Question

In parallelogram $ABCD$, $E$ is mid-point of side $AB$ and $CE$ meets the diagonal $BD$ at point $O$, then find area of $△EBC$. Given, Area of $△EOB=80{cm}^2$.

• A. $240c{m}^2$
• B. $140c{m}^2$
• C. $200c{m}^2$
• D. $220c{m}^2$

Answer 1

The correct option is A $240c{m}^2$

Given, Parallelogram $ABCD$ with $E$ as a mid point of $AB,CE$ meets diagonal $BD$ at $O$.

Now, In $△EOB$ and $△DOC$

$\angle DOC=\angle EOB$ (Vertically opposite angles are equal.)
$\angle EBO=\angle ODC$ (Alternate angles, $\because AB\parallel CD$ and $BD$ intersect it)
$\angle OCD=\angle OEB$ (Alternate angles, $\because AB\parallel CD$ and $EC$ intersect it)
Using $A-A-A$ property, $△EOB\sim △DOC$
Using similarity property,
$\frac{OE}{OC}=\frac{EB}{DC}$

$\frac{OE}{OC}=\frac{EB}{AB}$

(As $AB=DC$,opposite sides of parallelogram)

$AB=2EB$

(As $E$ is mid point of AB)
$\therefore \frac{OE}{OC}=\frac{1}{2}$

So, $OE:OC=1:2$

Therefore,$OC=2OE$

$EC=OC+OE$

or $EC=2OE+OE$

or $EC=3OE$

We draw a perpendicular from $B$ to $EC$ which intersects it at $F$.
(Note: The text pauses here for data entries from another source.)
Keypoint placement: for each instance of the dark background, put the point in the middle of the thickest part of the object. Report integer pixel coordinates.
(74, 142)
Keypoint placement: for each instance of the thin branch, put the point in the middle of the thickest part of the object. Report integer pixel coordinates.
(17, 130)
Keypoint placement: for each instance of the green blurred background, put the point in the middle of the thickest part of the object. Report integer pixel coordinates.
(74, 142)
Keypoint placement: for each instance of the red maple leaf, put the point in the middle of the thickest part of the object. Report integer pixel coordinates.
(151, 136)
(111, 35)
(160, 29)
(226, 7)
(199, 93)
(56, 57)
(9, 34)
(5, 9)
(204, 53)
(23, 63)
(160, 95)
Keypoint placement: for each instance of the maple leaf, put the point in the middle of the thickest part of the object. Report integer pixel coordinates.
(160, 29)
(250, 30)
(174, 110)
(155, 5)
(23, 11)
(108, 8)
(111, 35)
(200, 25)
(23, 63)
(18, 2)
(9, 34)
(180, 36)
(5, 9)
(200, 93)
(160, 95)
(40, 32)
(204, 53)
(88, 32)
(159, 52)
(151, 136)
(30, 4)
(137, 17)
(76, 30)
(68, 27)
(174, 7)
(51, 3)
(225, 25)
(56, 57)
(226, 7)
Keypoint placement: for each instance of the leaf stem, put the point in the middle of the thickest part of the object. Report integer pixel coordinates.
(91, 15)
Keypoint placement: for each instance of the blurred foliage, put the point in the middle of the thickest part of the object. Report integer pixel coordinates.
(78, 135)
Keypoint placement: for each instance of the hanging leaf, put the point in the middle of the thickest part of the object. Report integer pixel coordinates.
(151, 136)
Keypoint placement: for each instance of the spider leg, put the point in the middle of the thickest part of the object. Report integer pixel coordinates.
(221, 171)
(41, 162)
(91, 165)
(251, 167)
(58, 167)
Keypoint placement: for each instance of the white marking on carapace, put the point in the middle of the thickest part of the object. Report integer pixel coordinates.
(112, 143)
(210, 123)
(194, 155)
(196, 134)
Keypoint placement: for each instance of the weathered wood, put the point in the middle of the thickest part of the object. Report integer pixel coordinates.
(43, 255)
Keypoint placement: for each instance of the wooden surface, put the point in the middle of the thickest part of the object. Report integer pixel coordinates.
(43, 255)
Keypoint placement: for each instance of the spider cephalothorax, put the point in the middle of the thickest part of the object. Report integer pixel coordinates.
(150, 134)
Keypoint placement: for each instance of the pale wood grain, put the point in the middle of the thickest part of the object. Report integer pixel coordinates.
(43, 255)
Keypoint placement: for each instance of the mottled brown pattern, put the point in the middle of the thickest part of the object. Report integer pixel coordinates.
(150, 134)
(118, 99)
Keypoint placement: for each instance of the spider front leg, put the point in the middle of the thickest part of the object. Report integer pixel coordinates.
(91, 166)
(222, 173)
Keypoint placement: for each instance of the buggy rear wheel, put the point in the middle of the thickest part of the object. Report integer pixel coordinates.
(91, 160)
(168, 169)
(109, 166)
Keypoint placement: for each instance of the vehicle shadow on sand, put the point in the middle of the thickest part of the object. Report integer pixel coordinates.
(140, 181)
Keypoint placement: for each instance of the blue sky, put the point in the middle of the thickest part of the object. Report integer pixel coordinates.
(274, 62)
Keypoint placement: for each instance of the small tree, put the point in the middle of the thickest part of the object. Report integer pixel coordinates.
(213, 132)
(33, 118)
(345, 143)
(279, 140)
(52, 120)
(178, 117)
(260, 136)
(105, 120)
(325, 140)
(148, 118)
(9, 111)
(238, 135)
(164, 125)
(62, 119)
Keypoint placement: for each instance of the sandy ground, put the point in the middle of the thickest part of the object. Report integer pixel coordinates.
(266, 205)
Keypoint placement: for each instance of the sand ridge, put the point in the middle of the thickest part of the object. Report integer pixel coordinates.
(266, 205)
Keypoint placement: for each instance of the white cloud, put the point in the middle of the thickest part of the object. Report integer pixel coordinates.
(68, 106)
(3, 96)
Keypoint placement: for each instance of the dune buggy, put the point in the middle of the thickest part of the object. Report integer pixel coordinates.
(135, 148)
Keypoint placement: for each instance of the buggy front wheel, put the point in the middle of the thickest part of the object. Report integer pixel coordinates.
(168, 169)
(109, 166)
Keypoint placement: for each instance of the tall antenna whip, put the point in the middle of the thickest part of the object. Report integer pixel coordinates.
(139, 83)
In $△EBC$ Area of triangle $=\frac{1}{2}\times base\times altitude$

$=\frac{1}{2}\times BF\times EC$

Now, In $△EOB$ Area of triangle $=\frac{1}{2}\times base\times altitude$

$=\frac{1}{2}\times BF\times OE$

Now taking ratio of area of $△EBC$ and $△EOB$,

$\frac{Areaof△EBC}{Areaof△EOB}=\frac{\frac{1}{2}\times EC\times BF}{\frac{1}{2}\times OE\times BF}=\frac{EC}{OE}=\frac{3}{1}$ ....(As $EC=3OE$)

So, an Area of $△EBC$ is $3$ times Area of $△EOB$.

Given, Area of $△EOB=80{cm}^2$

So, Area of $△EBC=3\times 80{cm}^2=240{cm}^2$